New research from Zimperium shows mobile apps are now a main target for data breaches. More than half of iOS apps leak sensitive information, while one-third of Android apps do the same. This includes personal details like names, emails, and other identifiers. The study highlights that attackers can intercept API calls and make them appear legitimate.
iOS apps were thought to be safer, but the findings suggest otherwise. Enterprises relying on mobile apps for work face serious risks. The combination of personal and business data on phones increases the stakes. Security tools like firewalls and gateways cannot fully protect against these in-device threats, which makes in-app security a priority.
Table of Contents
How APIs can create vulnerabilities
Basically, mobile apps expose API endpoints directly on devices, which attackers can tamper with. Hackers can intercept traffic, modify requests, and make malicious calls look authentic. Traditional protections like SSL or API key checks are not enough to stop these attacks. Zimperium’s Krishna Vishnubhotla explains that in-app defenses are now required to secure the client side.

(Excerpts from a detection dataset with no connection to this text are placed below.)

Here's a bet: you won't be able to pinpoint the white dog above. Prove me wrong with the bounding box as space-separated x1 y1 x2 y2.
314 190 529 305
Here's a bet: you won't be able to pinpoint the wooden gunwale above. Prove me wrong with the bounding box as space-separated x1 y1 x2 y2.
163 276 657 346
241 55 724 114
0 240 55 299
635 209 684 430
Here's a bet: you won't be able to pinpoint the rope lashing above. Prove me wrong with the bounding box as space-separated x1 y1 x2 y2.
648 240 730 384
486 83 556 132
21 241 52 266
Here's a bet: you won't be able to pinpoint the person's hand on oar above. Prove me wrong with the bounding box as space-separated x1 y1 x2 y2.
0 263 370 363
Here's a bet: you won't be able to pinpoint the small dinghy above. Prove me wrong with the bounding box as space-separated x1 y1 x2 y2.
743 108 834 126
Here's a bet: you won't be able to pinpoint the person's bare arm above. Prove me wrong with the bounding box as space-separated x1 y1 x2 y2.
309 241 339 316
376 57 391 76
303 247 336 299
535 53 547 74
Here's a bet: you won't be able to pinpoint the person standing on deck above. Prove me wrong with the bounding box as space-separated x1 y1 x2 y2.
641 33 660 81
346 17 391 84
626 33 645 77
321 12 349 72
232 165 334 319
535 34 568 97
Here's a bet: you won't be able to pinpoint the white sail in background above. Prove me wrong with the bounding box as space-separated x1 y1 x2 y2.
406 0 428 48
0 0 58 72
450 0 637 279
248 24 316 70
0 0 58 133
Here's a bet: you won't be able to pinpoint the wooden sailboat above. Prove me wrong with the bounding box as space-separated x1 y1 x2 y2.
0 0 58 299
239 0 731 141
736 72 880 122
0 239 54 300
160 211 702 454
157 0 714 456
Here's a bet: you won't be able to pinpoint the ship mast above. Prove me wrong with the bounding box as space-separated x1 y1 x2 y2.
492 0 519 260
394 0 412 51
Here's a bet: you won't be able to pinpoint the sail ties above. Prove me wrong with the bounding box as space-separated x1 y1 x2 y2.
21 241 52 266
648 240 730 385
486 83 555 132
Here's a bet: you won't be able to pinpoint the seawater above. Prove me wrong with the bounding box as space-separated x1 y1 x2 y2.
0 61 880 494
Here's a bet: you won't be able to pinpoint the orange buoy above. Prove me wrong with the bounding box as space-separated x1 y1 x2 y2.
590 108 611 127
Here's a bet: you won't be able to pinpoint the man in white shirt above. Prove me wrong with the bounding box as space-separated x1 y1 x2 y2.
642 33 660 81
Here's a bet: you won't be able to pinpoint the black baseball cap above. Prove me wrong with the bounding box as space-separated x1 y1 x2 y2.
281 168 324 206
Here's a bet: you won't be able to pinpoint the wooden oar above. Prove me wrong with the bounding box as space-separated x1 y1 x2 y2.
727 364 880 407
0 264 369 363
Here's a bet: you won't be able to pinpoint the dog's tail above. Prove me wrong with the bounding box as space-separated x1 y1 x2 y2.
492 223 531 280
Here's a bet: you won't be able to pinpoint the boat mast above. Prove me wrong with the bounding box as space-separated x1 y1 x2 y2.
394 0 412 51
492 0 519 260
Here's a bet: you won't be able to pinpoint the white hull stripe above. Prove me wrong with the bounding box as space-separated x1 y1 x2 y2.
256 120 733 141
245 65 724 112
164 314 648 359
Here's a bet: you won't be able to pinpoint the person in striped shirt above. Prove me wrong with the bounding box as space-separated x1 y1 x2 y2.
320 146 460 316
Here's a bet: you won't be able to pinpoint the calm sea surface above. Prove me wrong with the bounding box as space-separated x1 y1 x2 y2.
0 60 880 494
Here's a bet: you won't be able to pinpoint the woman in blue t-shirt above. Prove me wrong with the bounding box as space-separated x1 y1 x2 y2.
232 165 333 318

For example, nearly one-third of Android finance apps and one-fifth of iOS travel apps remain vulnerable. Client-side tampering can give attackers access to sensitive systems without leaving obvious traces. Companies need to assume that devices are not fully trusted and design apps with strong in-app security controls.
Storage issues
Beyond APIs, apps often mishandle sensitive data locally. Zimperium found console logging, insecure local storage, and external storage usage are widespread problems. Six percent of the top 100 Android apps write personally identifiable information to console logs, and four percent write it to external storage accessible by other apps. Even private local storage can become a liability if the device is compromised.
These practices leave data exposed to hackers who gain access to the device, increasing the risk of identity theft and corporate data loss. Security teams must audit apps to ensure sensitive information is stored safely and not easily accessible.
What about the actual Malware and the infected devices
The report also notes that three in every 1,000 mobile devices are already infected, and one in five Android devices encounter malware in the wild. Infected devices increase the chance of API exploitation and unauthorized access. This shows that mobile platforms cannot rely solely on OS-level security. Users often download legitimate apps that have hidden vulnerabilities or outdated security practices.
Combining insecure apps with malware-infected devices creates a perfect storm for data breaches. Organizations should implement device management policies and encourage regular updates to reduce exposure. Awareness of the threat landscape is key for both personal and corporate devices.
What can Developers do?
Protecting mobile apps now requires both technical and operational measures. Developers should secure client-side API calls, use proper encryption, and avoid logging sensitive data in consoles or external storage. Enterprises need to monitor devices, enforce updates, and apply mobile threat defense tools. Users should be cautious about app permissions and avoid installing unnecessary apps.
The study makes it clear that mobile apps are a critical security concern. iOS may appear secure, but its apps leak sensitive data at high rates. Combining secure coding, device hygiene, and awareness is the only way to reduce risk and prevent sensitive information from falling into the wrong hands.